2006年9月にNHKの世界遺産という番組で紹介されていたのを偶然目にして、「何と美しい所だろう!」とパムッカレ行きに期待が膨らんだ。
雪のように真っ白に輝く石灰棚に温泉の水が流れ込み、青空が映りこんで、青空の棚田のような風景が広がっている。そんな風景を夢見て、私たちは少しずつパムッカレに近づきつつあった。
その期待をやや裏切る発言を聞いたのは、ウィーンでのことだった。ホステルの同じ部屋に宿泊することになったトルコ人の男性が、「うーん、今は観光客が多くなってしまって、そんなに美しい所でもなくなってしまったんですよね。あまり期待しない方がいいですよ。」と言われたのだった。
その後、イスタンブールに入ると、実際にパムッカレを訪れてからイスタン入りした人から、直近の情報を聞くことができた。いわく、夏のシーズンも終わり、温泉の水が石灰棚に張られる機会が少なくなってきたというのだった。確かにNHKの番組の中でも、石灰棚に水をためたままでいると、棚の中に苔が生えてしまうので、時々水を抜いて乾かして美しさを保護しているという内容や、棚を乾かすために、全部の棚に温泉水を流さずに一部だけに水を流しているという内容もあった。
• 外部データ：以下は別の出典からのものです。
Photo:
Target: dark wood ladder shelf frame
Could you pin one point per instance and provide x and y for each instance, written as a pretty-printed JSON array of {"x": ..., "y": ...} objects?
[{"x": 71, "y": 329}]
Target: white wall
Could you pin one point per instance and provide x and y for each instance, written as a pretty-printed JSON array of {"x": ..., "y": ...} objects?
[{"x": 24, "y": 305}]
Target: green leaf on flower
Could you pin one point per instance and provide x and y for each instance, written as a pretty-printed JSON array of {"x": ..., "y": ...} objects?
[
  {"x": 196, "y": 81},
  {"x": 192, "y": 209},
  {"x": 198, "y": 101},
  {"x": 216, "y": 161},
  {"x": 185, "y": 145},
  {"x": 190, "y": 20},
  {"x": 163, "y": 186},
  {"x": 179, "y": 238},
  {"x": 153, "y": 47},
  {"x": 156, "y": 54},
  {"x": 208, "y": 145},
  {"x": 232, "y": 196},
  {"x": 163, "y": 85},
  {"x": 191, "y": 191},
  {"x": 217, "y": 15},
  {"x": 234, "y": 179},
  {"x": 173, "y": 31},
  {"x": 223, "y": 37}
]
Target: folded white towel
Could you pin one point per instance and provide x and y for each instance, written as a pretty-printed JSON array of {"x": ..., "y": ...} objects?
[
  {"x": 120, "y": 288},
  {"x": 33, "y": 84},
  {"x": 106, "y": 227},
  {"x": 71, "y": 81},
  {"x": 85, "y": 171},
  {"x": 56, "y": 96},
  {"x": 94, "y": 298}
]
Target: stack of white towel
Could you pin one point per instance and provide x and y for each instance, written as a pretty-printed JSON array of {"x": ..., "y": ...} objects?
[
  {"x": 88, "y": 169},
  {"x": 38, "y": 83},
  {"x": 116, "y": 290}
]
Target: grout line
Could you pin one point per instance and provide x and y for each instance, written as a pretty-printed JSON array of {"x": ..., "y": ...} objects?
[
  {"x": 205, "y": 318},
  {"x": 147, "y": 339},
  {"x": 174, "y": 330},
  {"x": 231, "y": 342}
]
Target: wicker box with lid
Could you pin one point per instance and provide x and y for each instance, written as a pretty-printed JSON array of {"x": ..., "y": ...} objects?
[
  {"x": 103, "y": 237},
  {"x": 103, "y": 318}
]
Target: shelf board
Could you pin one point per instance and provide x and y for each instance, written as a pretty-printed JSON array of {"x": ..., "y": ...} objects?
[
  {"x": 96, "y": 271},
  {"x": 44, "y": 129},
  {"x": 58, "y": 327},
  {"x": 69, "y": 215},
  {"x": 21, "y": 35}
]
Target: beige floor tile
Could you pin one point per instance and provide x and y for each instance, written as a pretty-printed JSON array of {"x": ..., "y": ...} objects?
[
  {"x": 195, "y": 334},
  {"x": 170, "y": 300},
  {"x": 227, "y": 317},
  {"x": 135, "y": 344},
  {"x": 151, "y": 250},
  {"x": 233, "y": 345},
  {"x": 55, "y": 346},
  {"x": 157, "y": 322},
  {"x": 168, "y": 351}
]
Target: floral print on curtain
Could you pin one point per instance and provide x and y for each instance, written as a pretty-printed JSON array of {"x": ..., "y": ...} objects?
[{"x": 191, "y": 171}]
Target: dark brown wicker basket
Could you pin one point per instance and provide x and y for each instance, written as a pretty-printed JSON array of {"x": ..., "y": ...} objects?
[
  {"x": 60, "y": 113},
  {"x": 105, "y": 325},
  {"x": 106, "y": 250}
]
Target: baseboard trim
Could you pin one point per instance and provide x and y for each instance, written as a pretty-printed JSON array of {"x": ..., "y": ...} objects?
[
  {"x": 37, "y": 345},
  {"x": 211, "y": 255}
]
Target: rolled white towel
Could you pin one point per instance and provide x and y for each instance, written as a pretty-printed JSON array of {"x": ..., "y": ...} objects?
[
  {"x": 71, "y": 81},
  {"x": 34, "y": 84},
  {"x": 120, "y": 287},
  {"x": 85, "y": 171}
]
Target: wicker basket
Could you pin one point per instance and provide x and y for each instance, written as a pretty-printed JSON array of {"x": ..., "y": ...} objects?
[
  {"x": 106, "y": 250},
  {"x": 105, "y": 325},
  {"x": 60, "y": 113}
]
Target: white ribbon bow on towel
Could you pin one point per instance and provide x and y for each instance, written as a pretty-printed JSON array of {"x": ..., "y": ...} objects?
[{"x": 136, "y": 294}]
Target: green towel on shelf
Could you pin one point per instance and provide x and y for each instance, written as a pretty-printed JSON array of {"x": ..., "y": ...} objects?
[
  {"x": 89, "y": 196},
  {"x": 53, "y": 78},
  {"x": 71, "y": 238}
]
しかも、もう寒くなっているので遺跡が沈んでいるプールも閉鎖されている可能性もあるのだという知らせを聞いた時は、かなりがっかりした。が、とにかく行ってみようということで、パムッカレまでやってきたのだった。
様々な肉声のお陰で、NHKの素晴らしい映像技術切り取り術で膨らんだ幻想はかなりしぼみ、現実的な気分でのパムッカレ入りだったので、村に近づいて、遠めからちょっとよごれた春の雪山のようなパムッカレの岩山が見えてきた時も、あまりがっかりせずに済んだ。
パムッカレの岩山が孤を描くようにそびえている、その懐側に村がある。大型バスで乗りつける観光客は、岩山の頂上にあるパーキングから入ってくるが、村から棚田に入るには、孤の右手の坂道をだらだらと登っていくことになる。パムッカレ到着2日目の朝9時、私たちはこの坂道の入り口で入場券を買い(TRY5=US$3.37)、そのまま坂道をのぼり続けた。
ほどなく、ここから「土足禁止。靴やサンダルは脱いでください」という注意書きの所へ到着。石灰に覆われた部分の始まりだった。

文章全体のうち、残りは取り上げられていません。